Abstract: TH-PO226
Hyperparathyroidism as a Cause of Low Calcium Requirement during Regional Citrate Anticoagulation: Two Case Reports
Session Information
- Hemodialysis, Hemodiafiltration, and Frequent Dialysis
October 24, 2024 | Location: Exhibit Hall, Convention Center
Abstract Time: 10:00 AM - 12:00 PM
Category: Dialysis
- 801 Dialysis: Hemodialysis and Frequent Dialysis
Authors
- Afzal, Afsheen, Weill Cornell Medicine, New York, New York, United States
- Liu, Frank, Rogosin Institute, New York, New York, United States
Introduction
CRRT with regional citrate anticoagulation (c-CRRT) relies on a predictable calcium (Ca) balance between effluent removal and Ca replacement to maintain a stable physiologic peripheral ionized Ca (iCa). Our c-CRRT protocol utilizes Ca gluconate for replacement targeting peripheral iCa of 1.05-1.25 mmol/L. In our experience, the majority of patients require 1-2 g/hr of Ca gluconate with variation due primarily to effluent volume. Patients who have unusually low Ca requirements are in negative Ca balance, which can lead to significant demineralization of bone. Existing literature has centered on immobility hypercalcemia as the cause of unusually low Ca requirements during c-CRRT. We present 2 cases of unusually low Ca requirements due to hyperparathyroidism (HPT), which normalized after initiating cinacalcet.
Case Description
Case 1: A 44-year-old male with history of ESKD on hemodialysis (HD) and atrial fibrillation was admitted
with cardiogenic/septic shock requiring c-CRRT. His pre-CRRT peripheral iCa was 1.26 mmol/L. He was noted to have unusually low Ca gluconate requirements (400 mg/hour). Subsequent workup revealed an elevated parathyroid hormone (PTH) level of 867 pg/ml. He was started on cinacalcet 30 mg daily; effluent volume was not changed. By 24h after the first dose, his Ca requirement had increased, with stabilization at 1.3 g/hr by 36h.

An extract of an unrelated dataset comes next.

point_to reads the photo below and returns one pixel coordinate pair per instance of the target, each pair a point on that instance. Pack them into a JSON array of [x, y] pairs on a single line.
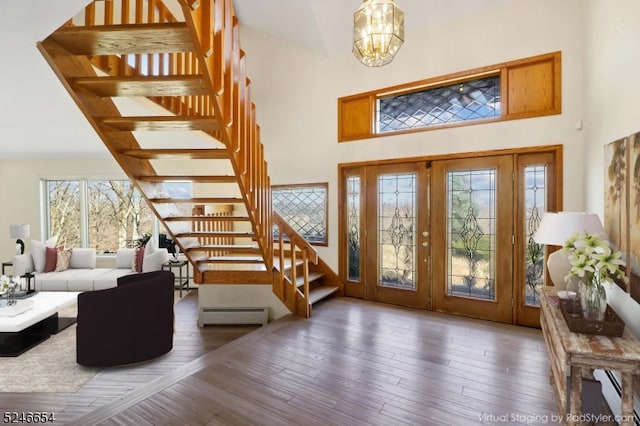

Case 2: A 71-year-old male with history of ESKD on HD, coronary artery disease, and congestive heart
failure was admitted with septic shock. His pre-CRRT peripheral iCa was 1.42 mmol/L; hypercalcemia workup was not done at that time. He was noted to have a low Ca gluconate requirement (as low as 400 mg/hr) on c-CRRT. PTH was elevated at 499 pg/ml in spite of systemic hypercalcemia (iCa 1.3 mmol/L). Cinacalcet 30 mg twice daily was initiated; effluent volume was not changed significantly. After 2 doses of cinacalcet, his Ca requirement increased, with eventual stabilization at 1.3-1.4 g/hr by 48h after cinacalcet start.
Discussion
These cases suggest that in addition to immobilization-induced hypercalcemia, HPT should be considered as a cause of hypercalcemia and unexpectedly low Ca requirements in critically ill ESKD patients on c-CRRT. In such patients, treatment of the underlying HPT with cinacalcet can minimize negative Ca balance and subsequent detrimental bone effects while on c-CRRT.